To determine the potential of N. atacamensis for the elaboration of alcoholic beverages, we conducted initial evaluations of biomass production under microculture conditions utilizing the ATA-11A-BT strain as representative of the species. Various carbon sources and fermentation-related conditions, including glucose and fructose utilization, as well as ethanol and high glucose concentration tolerance, were examined, with the EC1118 wine S. cerevisiae strain used as a comparison. Overall, N. atacamensisATA-11A-BT showed lower growth rates (μmax) as compared to EC1118 when cultured with 2% glucose or 2% fructose (p -value < 0.05, one-way ANOVA, Figure 5A ,Table S7 ). When we evaluated growth under the sucrose disaccharide as a carbon source, we did not observe significant differences between the N. atacamensis and the S. cerevisiae strains, where ATA-11A-BT exhibited a lower µmax than the S. cerevisiae wine strain (p -value > 0.05, one-way ANOVA, Figure 5A ).

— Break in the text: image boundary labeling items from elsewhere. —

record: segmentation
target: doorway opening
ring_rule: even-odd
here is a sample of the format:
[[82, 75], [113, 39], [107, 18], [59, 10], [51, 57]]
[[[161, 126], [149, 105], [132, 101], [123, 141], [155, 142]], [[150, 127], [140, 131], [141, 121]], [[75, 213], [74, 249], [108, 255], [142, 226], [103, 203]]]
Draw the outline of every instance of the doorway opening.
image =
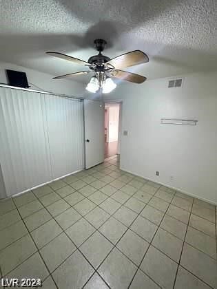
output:
[[121, 103], [105, 103], [105, 158], [121, 151]]

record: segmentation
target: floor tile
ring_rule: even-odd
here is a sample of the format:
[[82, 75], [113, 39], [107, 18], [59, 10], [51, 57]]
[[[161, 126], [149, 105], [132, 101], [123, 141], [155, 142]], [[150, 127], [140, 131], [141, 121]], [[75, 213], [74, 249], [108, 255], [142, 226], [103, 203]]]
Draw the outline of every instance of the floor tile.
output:
[[100, 191], [110, 197], [117, 191], [117, 189], [115, 189], [114, 186], [112, 186], [110, 184], [107, 184], [106, 186], [101, 188]]
[[154, 188], [154, 186], [149, 186], [145, 183], [143, 184], [143, 186], [140, 188], [140, 191], [142, 191], [143, 192], [147, 193], [150, 195], [154, 195], [155, 193], [157, 191], [158, 189]]
[[185, 242], [212, 258], [216, 259], [216, 240], [215, 238], [189, 226], [187, 228]]
[[120, 206], [121, 204], [109, 197], [102, 202], [99, 206], [110, 215], [112, 215]]
[[18, 208], [18, 211], [23, 218], [28, 217], [33, 213], [43, 208], [42, 204], [38, 200], [31, 202], [30, 203], [26, 204]]
[[96, 205], [99, 205], [107, 198], [107, 195], [102, 192], [100, 192], [99, 191], [96, 191], [88, 197], [88, 199]]
[[70, 208], [61, 214], [55, 217], [56, 221], [60, 226], [65, 230], [79, 220], [81, 218], [81, 215], [79, 214], [73, 208]]
[[137, 191], [137, 189], [134, 188], [132, 186], [130, 186], [130, 184], [125, 184], [125, 186], [123, 186], [121, 189], [121, 191], [127, 193], [127, 195], [132, 196]]
[[56, 191], [56, 193], [57, 193], [61, 197], [65, 197], [74, 192], [75, 192], [75, 189], [72, 188], [70, 186], [63, 186], [63, 188]]
[[28, 232], [23, 221], [9, 226], [0, 231], [0, 250], [28, 234]]
[[137, 190], [138, 190], [141, 186], [143, 186], [144, 184], [138, 180], [133, 179], [128, 183], [128, 184], [130, 184], [132, 186], [134, 186]]
[[62, 233], [42, 248], [40, 253], [50, 272], [52, 272], [76, 249], [69, 237], [65, 233]]
[[97, 273], [94, 273], [84, 286], [84, 289], [109, 289], [104, 281]]
[[112, 195], [111, 197], [121, 204], [124, 204], [128, 199], [130, 199], [130, 195], [122, 192], [121, 191], [117, 191]]
[[110, 175], [105, 175], [100, 179], [100, 180], [105, 182], [106, 184], [109, 184], [110, 182], [114, 180], [114, 178], [111, 177]]
[[140, 215], [158, 226], [163, 218], [164, 213], [147, 205]]
[[85, 197], [79, 192], [72, 193], [71, 195], [64, 197], [64, 200], [71, 206], [74, 206], [79, 202], [82, 201]]
[[21, 217], [17, 209], [0, 215], [0, 231], [19, 222]]
[[209, 208], [209, 210], [215, 211], [215, 205], [202, 201], [199, 199], [194, 199], [194, 204], [203, 206], [203, 208]]
[[68, 228], [65, 233], [76, 246], [79, 246], [95, 231], [94, 227], [85, 219], [82, 218]]
[[127, 201], [124, 206], [138, 214], [143, 209], [145, 204], [132, 197]]
[[25, 217], [23, 219], [23, 221], [29, 231], [31, 232], [51, 219], [52, 216], [48, 211], [45, 208], [42, 208], [41, 210], [34, 213], [34, 214]]
[[87, 184], [90, 184], [94, 181], [96, 181], [97, 179], [96, 178], [94, 178], [92, 175], [87, 175], [82, 178], [82, 180]]
[[79, 190], [79, 189], [83, 188], [85, 186], [87, 186], [87, 183], [85, 182], [83, 182], [81, 180], [79, 180], [78, 181], [76, 181], [74, 182], [72, 182], [72, 184], [70, 184], [72, 188], [74, 188], [76, 190]]
[[90, 195], [92, 195], [96, 191], [96, 189], [94, 188], [93, 186], [89, 184], [87, 184], [87, 186], [83, 186], [83, 188], [79, 190], [79, 191], [85, 197], [88, 197]]
[[159, 197], [160, 199], [162, 199], [164, 201], [170, 202], [172, 200], [172, 198], [174, 197], [174, 194], [165, 192], [160, 189], [156, 193], [154, 196]]
[[79, 179], [77, 177], [76, 177], [74, 175], [68, 175], [67, 177], [65, 177], [62, 179], [63, 182], [69, 184], [72, 184], [72, 182], [76, 182], [79, 180]]
[[96, 204], [87, 199], [84, 199], [74, 206], [74, 208], [83, 216], [87, 214], [95, 207]]
[[210, 286], [217, 287], [216, 260], [185, 243], [180, 264]]
[[179, 208], [183, 208], [184, 210], [188, 211], [189, 212], [191, 211], [192, 207], [192, 203], [189, 202], [189, 200], [176, 195], [172, 201], [172, 204]]
[[198, 206], [196, 204], [193, 204], [192, 213], [199, 217], [206, 219], [207, 221], [215, 223], [216, 216], [215, 211], [204, 206]]
[[161, 186], [160, 188], [161, 190], [165, 191], [165, 192], [172, 193], [174, 194], [176, 193], [176, 190], [172, 188], [168, 188], [167, 186]]
[[31, 191], [22, 193], [17, 197], [13, 197], [13, 200], [15, 205], [17, 207], [21, 206], [25, 204], [30, 203], [30, 202], [37, 200], [35, 195]]
[[159, 228], [152, 244], [176, 262], [179, 262], [183, 241]]
[[60, 200], [50, 206], [47, 206], [47, 210], [53, 217], [56, 217], [57, 215], [66, 211], [70, 206], [64, 200]]
[[139, 215], [130, 226], [130, 228], [150, 243], [158, 227], [154, 224]]
[[172, 204], [169, 205], [166, 213], [171, 217], [178, 220], [178, 221], [183, 222], [185, 224], [188, 224], [190, 217], [189, 212], [183, 210], [183, 208], [178, 208], [176, 206], [174, 206]]
[[0, 266], [3, 275], [23, 263], [37, 251], [30, 237], [26, 235], [0, 252]]
[[196, 277], [180, 266], [178, 267], [174, 289], [210, 289]]
[[188, 202], [189, 202], [191, 203], [193, 203], [194, 197], [191, 197], [190, 195], [186, 195], [185, 193], [177, 191], [176, 193], [176, 196], [179, 197], [182, 197], [183, 199], [185, 199], [185, 200], [188, 200]]
[[23, 278], [39, 278], [42, 283], [49, 275], [40, 255], [36, 253], [23, 263], [10, 272], [7, 278], [17, 278], [21, 280]]
[[61, 200], [60, 196], [54, 192], [50, 193], [40, 198], [40, 202], [45, 206], [49, 206], [50, 204], [54, 203], [56, 201]]
[[165, 202], [163, 200], [159, 199], [158, 197], [153, 197], [152, 199], [148, 202], [149, 206], [153, 206], [158, 210], [161, 211], [163, 213], [165, 213], [169, 204], [167, 202]]
[[132, 210], [122, 206], [113, 215], [113, 217], [128, 227], [136, 219], [137, 214]]
[[81, 288], [94, 270], [78, 250], [75, 251], [53, 273], [60, 288]]
[[116, 247], [137, 266], [139, 266], [148, 246], [149, 243], [131, 230], [125, 233], [116, 245]]
[[100, 179], [101, 178], [105, 177], [105, 175], [104, 173], [100, 173], [99, 171], [97, 171], [96, 173], [92, 173], [92, 175], [94, 178], [96, 178], [96, 179]]
[[42, 197], [45, 195], [48, 195], [53, 191], [52, 189], [49, 186], [48, 184], [45, 186], [39, 186], [37, 189], [33, 190], [33, 193], [36, 195], [37, 197]]
[[51, 276], [43, 282], [43, 289], [56, 289], [56, 286]]
[[192, 214], [189, 220], [189, 226], [197, 230], [201, 231], [211, 237], [216, 237], [215, 224], [200, 217]]
[[119, 190], [125, 184], [125, 183], [118, 180], [114, 180], [114, 181], [110, 182], [110, 184], [114, 186], [114, 188], [117, 189], [118, 190]]
[[76, 178], [79, 178], [79, 179], [81, 179], [81, 178], [83, 179], [87, 175], [88, 175], [88, 173], [85, 171], [79, 171], [78, 173], [74, 173], [74, 176]]
[[16, 206], [11, 198], [0, 200], [0, 215], [14, 210], [14, 208]]
[[62, 229], [54, 219], [31, 232], [31, 235], [39, 248], [46, 245], [62, 232]]
[[165, 215], [161, 227], [183, 240], [185, 238], [187, 225], [167, 215]]
[[127, 230], [127, 227], [112, 217], [99, 229], [114, 245]]
[[102, 188], [103, 186], [105, 186], [107, 185], [107, 183], [105, 182], [103, 182], [100, 180], [97, 180], [96, 181], [94, 181], [94, 182], [91, 183], [91, 185], [96, 189], [97, 190], [99, 190], [99, 189]]
[[158, 284], [172, 288], [178, 264], [152, 246], [148, 249], [141, 268]]
[[127, 288], [136, 267], [116, 248], [105, 259], [98, 272], [114, 289]]
[[134, 195], [134, 197], [136, 197], [138, 200], [143, 202], [143, 203], [148, 203], [152, 199], [152, 195], [142, 191], [138, 191]]
[[112, 248], [112, 244], [100, 233], [96, 231], [81, 246], [80, 249], [96, 269]]
[[159, 289], [160, 287], [150, 278], [143, 273], [140, 269], [137, 271], [133, 281], [130, 287], [130, 289]]
[[154, 188], [156, 188], [156, 189], [159, 189], [161, 186], [161, 184], [157, 184], [156, 182], [154, 182], [152, 181], [147, 181], [146, 184], [154, 186]]
[[63, 182], [61, 180], [58, 180], [56, 181], [52, 182], [49, 184], [49, 186], [54, 191], [58, 190], [59, 189], [63, 188], [66, 186], [65, 182]]
[[85, 215], [85, 219], [96, 228], [101, 226], [110, 215], [102, 208], [96, 207]]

Subsequently, we subjected ATA-11A-BT to ethanol and high glucose concentrations as stressors. ATA-11A-BTdisplayed a high tolerance to ethanol, as it was able to grow in the presence of ethanol up to 8% v/v (Figure 5B ). However, the growth rates of ATA-11A-BT under ethanol conditions were still lower compared to those of EC1118 (p -value < 0.05, one-way ANOVA). Despite this difference, the observed ethanol tolerance of ATA-11A-BT highlights its potential for fermentation processes. Furthermore, the N. atacamensis strain exhibited a high μmax when cultured in 20% glucose, indicating its potential suitability for wine fermentation conditions. In this sense, other species from the same genus, such as N. ishiwadae have been previously reported to possess high ethanol tolerance and show potential for oenological applications (Ruiz et al. , 2019, van Wyk et al. , 2020).